以下に、テストのターゲットとするクラスのサンプルと、そのターゲットをテストするサンプルを示します。
public class SampleTestTarget1 { public int add(int left, int right) { return left + right; } public int div(int left, int right) { if (right == 0) throw new IllegalArgumentException("right operand must not be zero."); return left / right; } }
public class MyTestCase extends AndroidTestCase { // テストの前準備のメソッド。テストケースの実行ごとに呼ばれる。 // 事前準備中に何らかの例外が起こる可能性があるので、例外をスローする宣言をする。 @Override protected void setUp() throws Exception { super.setUp(); } // テストの後始末のメソッド。テストケースの実行ごとに呼ばれる。 // 後始末中に何らかの例外が起こる可能性があるので、例外をスローする宣言をする。 @Override protected void tearDown() throws Exception { super.tearDown(); } // テストケース本体。名前は必ず test から始まる // テスト中に異常が発生した場合(=例外がスローされた場合)、テストを Fail とするためその例外をそのまま投げるようにする public void testAdd() throws Exception { SampleTestTarget1 target = new SampleTestTarget1(); // 第 1 引数 に期待値、第 2 引数に実際の計算を入れて、等しいかどうか比較する assertEquals(2, target.add(1, 1)); assertEquals(3, target.add(1, 2)); assertEquals(4, target.add(2, 2)); } public void testDivide() throws Exception { SampleTestTarget1 target = new SampleTestTarget1(); assertEquals(2, target.div(4, 2)); try { target.div(1, 0); // 期待した例外が来ない場合、強制的に Fail する fail("no argument checking!?"); } catch (IllegalArgumentException e) { // 例外をテストする場合。 // テストしたい例外のみをキャッチして、それ以外は throws 宣言で Fail 扱いとする // テストしたい例外をキャッチした上で、何もしなければ Pass 扱いとなる } } }
テストで利用する、検証用のメソッドは以下のようなものがあります。
引数を 2 つとるメソッドは、第 1 引数が期待する値、第 2 引数が実際にテスト対象を呼び出した結果を渡すようにします。
| メソッド | 用途 |
|---|---|
assertEquals() |
第 1 引数と第 2 引数が等しいかどうか |
assertNull() |
引数のオブジェクトがnullかどうか |
assertNotNull() |
引数のオブジェクトがnullでないかどうか |
assertTrue() |
引数のbooleanがtrueかどうか |
assertFalse() |
引数のbooleanがfalseかどうか |
assertSame() |
第 1 引数と第 2 引数が、同じオブジェクトを参照しているかどうか |
assertNotSame() |
第 1 引数と第 2 引数が、同じオブジェクトを参照していないかどうか |
ContentProviderのためのテストケースです。
Serviceのためのテストケースです。
Contextをモックするための仕組みとして、MockContextクラスが用意されています。

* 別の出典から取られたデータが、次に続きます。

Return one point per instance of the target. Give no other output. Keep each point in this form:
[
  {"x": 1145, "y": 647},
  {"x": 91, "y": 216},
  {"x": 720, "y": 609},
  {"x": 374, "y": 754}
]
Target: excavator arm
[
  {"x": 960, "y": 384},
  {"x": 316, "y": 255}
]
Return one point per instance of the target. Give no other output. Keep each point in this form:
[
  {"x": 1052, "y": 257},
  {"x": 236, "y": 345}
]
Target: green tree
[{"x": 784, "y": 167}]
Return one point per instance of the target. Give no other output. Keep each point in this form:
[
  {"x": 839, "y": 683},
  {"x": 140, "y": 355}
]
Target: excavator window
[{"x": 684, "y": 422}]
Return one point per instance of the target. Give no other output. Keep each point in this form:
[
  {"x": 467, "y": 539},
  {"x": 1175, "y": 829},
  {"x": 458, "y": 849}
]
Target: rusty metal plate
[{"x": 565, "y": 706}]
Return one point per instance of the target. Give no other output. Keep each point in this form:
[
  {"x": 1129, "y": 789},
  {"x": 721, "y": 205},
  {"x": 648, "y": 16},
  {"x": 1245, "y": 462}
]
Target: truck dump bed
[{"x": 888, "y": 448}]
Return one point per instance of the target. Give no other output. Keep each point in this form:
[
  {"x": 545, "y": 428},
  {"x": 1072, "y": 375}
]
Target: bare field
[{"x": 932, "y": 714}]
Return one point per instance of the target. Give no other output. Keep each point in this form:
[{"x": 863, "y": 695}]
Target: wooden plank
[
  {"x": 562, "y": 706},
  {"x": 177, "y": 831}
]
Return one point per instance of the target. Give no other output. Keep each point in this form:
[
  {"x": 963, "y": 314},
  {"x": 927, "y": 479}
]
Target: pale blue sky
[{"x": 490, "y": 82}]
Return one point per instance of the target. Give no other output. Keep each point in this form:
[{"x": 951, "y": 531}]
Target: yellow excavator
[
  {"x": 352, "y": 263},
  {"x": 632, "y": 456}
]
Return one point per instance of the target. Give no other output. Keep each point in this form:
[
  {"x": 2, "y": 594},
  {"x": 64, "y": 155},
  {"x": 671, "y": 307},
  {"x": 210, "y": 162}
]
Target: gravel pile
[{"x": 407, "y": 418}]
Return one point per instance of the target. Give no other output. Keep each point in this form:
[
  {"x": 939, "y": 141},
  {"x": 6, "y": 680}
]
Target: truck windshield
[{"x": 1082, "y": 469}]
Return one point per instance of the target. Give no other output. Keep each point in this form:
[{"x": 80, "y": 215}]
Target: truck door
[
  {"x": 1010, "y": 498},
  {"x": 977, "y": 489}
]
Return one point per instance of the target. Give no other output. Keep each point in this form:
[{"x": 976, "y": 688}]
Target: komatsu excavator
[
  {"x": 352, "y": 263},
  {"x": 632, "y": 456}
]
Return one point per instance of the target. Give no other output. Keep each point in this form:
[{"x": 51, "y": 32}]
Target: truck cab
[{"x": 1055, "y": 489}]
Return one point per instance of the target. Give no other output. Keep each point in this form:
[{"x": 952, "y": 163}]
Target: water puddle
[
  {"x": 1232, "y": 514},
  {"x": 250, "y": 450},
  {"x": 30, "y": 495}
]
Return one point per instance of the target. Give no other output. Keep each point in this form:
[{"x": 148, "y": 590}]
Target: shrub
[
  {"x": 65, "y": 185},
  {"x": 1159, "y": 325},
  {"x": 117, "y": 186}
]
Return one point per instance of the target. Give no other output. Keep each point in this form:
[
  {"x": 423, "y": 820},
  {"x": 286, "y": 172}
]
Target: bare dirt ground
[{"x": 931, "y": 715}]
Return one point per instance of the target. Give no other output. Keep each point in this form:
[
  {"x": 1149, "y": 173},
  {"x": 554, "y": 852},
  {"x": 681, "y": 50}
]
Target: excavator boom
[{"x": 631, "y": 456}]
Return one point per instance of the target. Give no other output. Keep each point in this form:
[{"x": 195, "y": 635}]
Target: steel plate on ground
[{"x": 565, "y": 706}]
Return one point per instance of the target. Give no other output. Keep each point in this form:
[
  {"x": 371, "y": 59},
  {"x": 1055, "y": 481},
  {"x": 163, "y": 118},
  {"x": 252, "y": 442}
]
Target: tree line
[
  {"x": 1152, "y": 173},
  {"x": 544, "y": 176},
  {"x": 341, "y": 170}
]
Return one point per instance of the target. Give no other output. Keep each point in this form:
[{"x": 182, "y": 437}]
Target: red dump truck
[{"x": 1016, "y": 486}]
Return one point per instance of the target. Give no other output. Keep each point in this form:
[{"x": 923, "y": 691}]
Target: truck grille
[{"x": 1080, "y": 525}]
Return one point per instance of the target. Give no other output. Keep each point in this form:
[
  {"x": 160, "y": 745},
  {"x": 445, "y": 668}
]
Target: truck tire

このクラス自身は、どのメソッドを読んでも、UnsupportedOperationExceptionを投げるだけになっており、自分でモックしたい部分や、モックすべき部分を、MockContextを継承して記述し、各テストケースクラスで、そのContextを注入して使います。
ユニットテストでは、各クラス(特にモデルのクラス)が適切な振る舞いをするかどうかをテストしました。
シナリオテストでは、ボタンを押したり、画面を回転した時に、アプリがどのように振る舞うかをテストします。
これを機能テストとも呼んだりしています。
Activity に対して、テストプロジェクトから様々な操作を行うためのテストケースクラスです。
ActivityInstrumentationTestCase だけでは足りない、より幅広い UI のテストをするためのフレームワークです。
ADT リビジョン 21 以降から導入され、Android 4.1 以降で動作するように作られた、UI のテストフレームワークです。
Android SDK に含まれています。